How to run PowerAI on OpenShift
- Clone this repository
git clone https://github.com/manojnkumar/powerai-base-openshift
- Install CUDA and other software as described in PowerAI docs.
https://hub.docker.com/r/ibmcom/powerai/
- If you moved fron nvidia container run-time from 1.3 to 1.4 remove the old run-time hook.
cd /usr/libexec/oci/hooks.d
mv nvidia /tmp
- Enable device-plugin as documented in:
https://blog.openshift.com/how-to-use-gpus-with-deviceplugin-in-openshift-3-10/
On OpenShift 3.11, you will need to make a few deviations from the blog:
oc create -f ./playbooks/roles/nvidia-device-plugin/files/nvidia-device-plugin-scc.yaml
oc create -f ./blog/gpu/device-plugin/nvidia-device-plugin.yml
And finally when you notice that the daemonset pods are not running:
oc edit daemonset.apps/nvidia-device-plugin-daemonset
And change this line:
allowPrivilegeEscalation: false
to
allowPrivilegeEscalation: true
AND add this line:
privileged: true
- ON RHEL 7.6:
Comment out more lines from udev rules:
# Memory hotadd request
#SUBSYSTEM!="memory", ACTION!="add", GOTO="memory_hotplug_end"

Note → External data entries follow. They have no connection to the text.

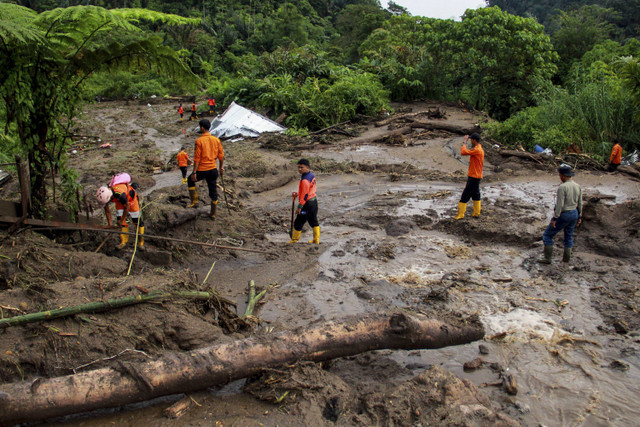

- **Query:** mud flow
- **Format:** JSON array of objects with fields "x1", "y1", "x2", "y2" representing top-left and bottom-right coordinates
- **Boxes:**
[{"x1": 0, "y1": 103, "x2": 640, "y2": 426}]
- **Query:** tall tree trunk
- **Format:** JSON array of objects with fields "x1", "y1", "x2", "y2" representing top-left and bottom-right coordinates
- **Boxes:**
[{"x1": 0, "y1": 313, "x2": 484, "y2": 425}]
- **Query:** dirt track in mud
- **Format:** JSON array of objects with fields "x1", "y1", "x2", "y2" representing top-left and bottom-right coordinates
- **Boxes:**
[{"x1": 0, "y1": 99, "x2": 640, "y2": 426}]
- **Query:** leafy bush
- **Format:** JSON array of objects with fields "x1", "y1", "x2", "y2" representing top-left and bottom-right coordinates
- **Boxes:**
[
  {"x1": 86, "y1": 71, "x2": 189, "y2": 99},
  {"x1": 486, "y1": 73, "x2": 640, "y2": 155}
]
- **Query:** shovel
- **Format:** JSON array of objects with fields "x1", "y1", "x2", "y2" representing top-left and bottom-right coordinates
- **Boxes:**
[
  {"x1": 289, "y1": 197, "x2": 296, "y2": 238},
  {"x1": 220, "y1": 172, "x2": 231, "y2": 215}
]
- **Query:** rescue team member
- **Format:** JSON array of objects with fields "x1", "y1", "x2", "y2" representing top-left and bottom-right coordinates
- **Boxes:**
[
  {"x1": 538, "y1": 163, "x2": 582, "y2": 264},
  {"x1": 289, "y1": 159, "x2": 320, "y2": 243},
  {"x1": 456, "y1": 133, "x2": 484, "y2": 219},
  {"x1": 187, "y1": 119, "x2": 224, "y2": 219},
  {"x1": 607, "y1": 139, "x2": 622, "y2": 172},
  {"x1": 189, "y1": 101, "x2": 198, "y2": 121},
  {"x1": 96, "y1": 183, "x2": 144, "y2": 250},
  {"x1": 176, "y1": 147, "x2": 191, "y2": 184}
]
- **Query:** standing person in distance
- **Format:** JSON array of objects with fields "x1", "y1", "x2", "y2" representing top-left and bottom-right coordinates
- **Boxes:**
[
  {"x1": 538, "y1": 163, "x2": 582, "y2": 264},
  {"x1": 187, "y1": 119, "x2": 224, "y2": 219},
  {"x1": 289, "y1": 159, "x2": 320, "y2": 244},
  {"x1": 455, "y1": 133, "x2": 484, "y2": 219},
  {"x1": 607, "y1": 139, "x2": 622, "y2": 172},
  {"x1": 189, "y1": 101, "x2": 198, "y2": 121},
  {"x1": 176, "y1": 147, "x2": 191, "y2": 184}
]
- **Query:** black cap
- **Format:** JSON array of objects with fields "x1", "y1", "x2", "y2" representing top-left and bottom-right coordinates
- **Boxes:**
[{"x1": 558, "y1": 163, "x2": 576, "y2": 176}]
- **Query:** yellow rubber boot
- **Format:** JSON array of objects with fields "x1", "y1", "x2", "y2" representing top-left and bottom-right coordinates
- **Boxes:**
[
  {"x1": 116, "y1": 225, "x2": 129, "y2": 249},
  {"x1": 209, "y1": 200, "x2": 218, "y2": 219},
  {"x1": 471, "y1": 200, "x2": 482, "y2": 218},
  {"x1": 289, "y1": 229, "x2": 302, "y2": 243},
  {"x1": 309, "y1": 226, "x2": 320, "y2": 244},
  {"x1": 138, "y1": 227, "x2": 145, "y2": 250},
  {"x1": 189, "y1": 187, "x2": 198, "y2": 208}
]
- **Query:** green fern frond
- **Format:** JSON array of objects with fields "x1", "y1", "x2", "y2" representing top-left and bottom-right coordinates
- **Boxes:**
[
  {"x1": 0, "y1": 3, "x2": 41, "y2": 51},
  {"x1": 111, "y1": 9, "x2": 202, "y2": 25}
]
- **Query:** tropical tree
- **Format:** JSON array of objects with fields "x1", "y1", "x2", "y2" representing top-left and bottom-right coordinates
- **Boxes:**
[
  {"x1": 549, "y1": 5, "x2": 617, "y2": 82},
  {"x1": 454, "y1": 7, "x2": 557, "y2": 119},
  {"x1": 0, "y1": 3, "x2": 196, "y2": 216}
]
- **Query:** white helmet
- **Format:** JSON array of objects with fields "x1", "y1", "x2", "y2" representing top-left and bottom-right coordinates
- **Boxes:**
[
  {"x1": 109, "y1": 172, "x2": 131, "y2": 187},
  {"x1": 96, "y1": 185, "x2": 113, "y2": 206}
]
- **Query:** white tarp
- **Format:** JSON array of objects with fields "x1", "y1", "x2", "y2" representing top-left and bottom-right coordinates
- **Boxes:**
[{"x1": 210, "y1": 102, "x2": 287, "y2": 138}]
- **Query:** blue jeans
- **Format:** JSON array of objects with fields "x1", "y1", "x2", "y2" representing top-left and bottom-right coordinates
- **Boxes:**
[{"x1": 542, "y1": 209, "x2": 578, "y2": 248}]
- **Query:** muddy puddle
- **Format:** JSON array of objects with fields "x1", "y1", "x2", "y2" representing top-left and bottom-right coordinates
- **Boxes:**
[
  {"x1": 31, "y1": 102, "x2": 640, "y2": 426},
  {"x1": 246, "y1": 170, "x2": 640, "y2": 425}
]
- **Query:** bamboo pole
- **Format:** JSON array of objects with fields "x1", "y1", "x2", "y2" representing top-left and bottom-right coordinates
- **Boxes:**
[
  {"x1": 242, "y1": 280, "x2": 267, "y2": 317},
  {"x1": 0, "y1": 291, "x2": 234, "y2": 329},
  {"x1": 24, "y1": 219, "x2": 267, "y2": 254},
  {"x1": 0, "y1": 313, "x2": 484, "y2": 425}
]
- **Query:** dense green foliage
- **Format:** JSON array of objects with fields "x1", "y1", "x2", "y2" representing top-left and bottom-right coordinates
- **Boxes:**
[
  {"x1": 0, "y1": 0, "x2": 640, "y2": 217},
  {"x1": 0, "y1": 3, "x2": 195, "y2": 215}
]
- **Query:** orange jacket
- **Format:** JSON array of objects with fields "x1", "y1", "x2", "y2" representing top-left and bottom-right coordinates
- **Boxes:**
[
  {"x1": 460, "y1": 144, "x2": 484, "y2": 179},
  {"x1": 193, "y1": 132, "x2": 224, "y2": 172},
  {"x1": 111, "y1": 184, "x2": 140, "y2": 212},
  {"x1": 176, "y1": 150, "x2": 189, "y2": 167},
  {"x1": 609, "y1": 144, "x2": 622, "y2": 165},
  {"x1": 298, "y1": 172, "x2": 316, "y2": 208}
]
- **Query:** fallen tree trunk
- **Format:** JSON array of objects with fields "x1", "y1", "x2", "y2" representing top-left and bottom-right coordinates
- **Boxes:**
[
  {"x1": 0, "y1": 313, "x2": 484, "y2": 425},
  {"x1": 0, "y1": 291, "x2": 235, "y2": 329},
  {"x1": 409, "y1": 122, "x2": 481, "y2": 135}
]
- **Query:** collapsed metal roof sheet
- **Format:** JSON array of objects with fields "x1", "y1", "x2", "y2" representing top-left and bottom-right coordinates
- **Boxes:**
[{"x1": 210, "y1": 102, "x2": 287, "y2": 138}]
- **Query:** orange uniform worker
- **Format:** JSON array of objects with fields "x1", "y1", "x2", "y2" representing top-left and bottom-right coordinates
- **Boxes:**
[
  {"x1": 96, "y1": 183, "x2": 144, "y2": 249},
  {"x1": 187, "y1": 119, "x2": 224, "y2": 219},
  {"x1": 289, "y1": 159, "x2": 320, "y2": 243},
  {"x1": 176, "y1": 147, "x2": 191, "y2": 184},
  {"x1": 456, "y1": 133, "x2": 484, "y2": 219},
  {"x1": 607, "y1": 139, "x2": 622, "y2": 172}
]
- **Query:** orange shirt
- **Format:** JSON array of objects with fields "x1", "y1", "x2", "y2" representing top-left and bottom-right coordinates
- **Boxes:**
[
  {"x1": 176, "y1": 150, "x2": 189, "y2": 167},
  {"x1": 193, "y1": 132, "x2": 224, "y2": 172},
  {"x1": 609, "y1": 144, "x2": 622, "y2": 165},
  {"x1": 111, "y1": 184, "x2": 140, "y2": 212},
  {"x1": 298, "y1": 172, "x2": 316, "y2": 208},
  {"x1": 460, "y1": 144, "x2": 484, "y2": 179}
]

#PROGRAM="/bin/uname -p", RESULT=="s390*", GOTO="memory_hotplug_end"
#ENV{.state}="online"
#PROGRAM="/bin/systemd-detect-virt", RESULT=="none", ENV{.state}="online_movable"
#ATTR{state}=="offline", ATTR{state}="$env{.state}"
#LABEL="memory_hotplug_end"
- Create an imagestream in the 'openshift' project, using this file.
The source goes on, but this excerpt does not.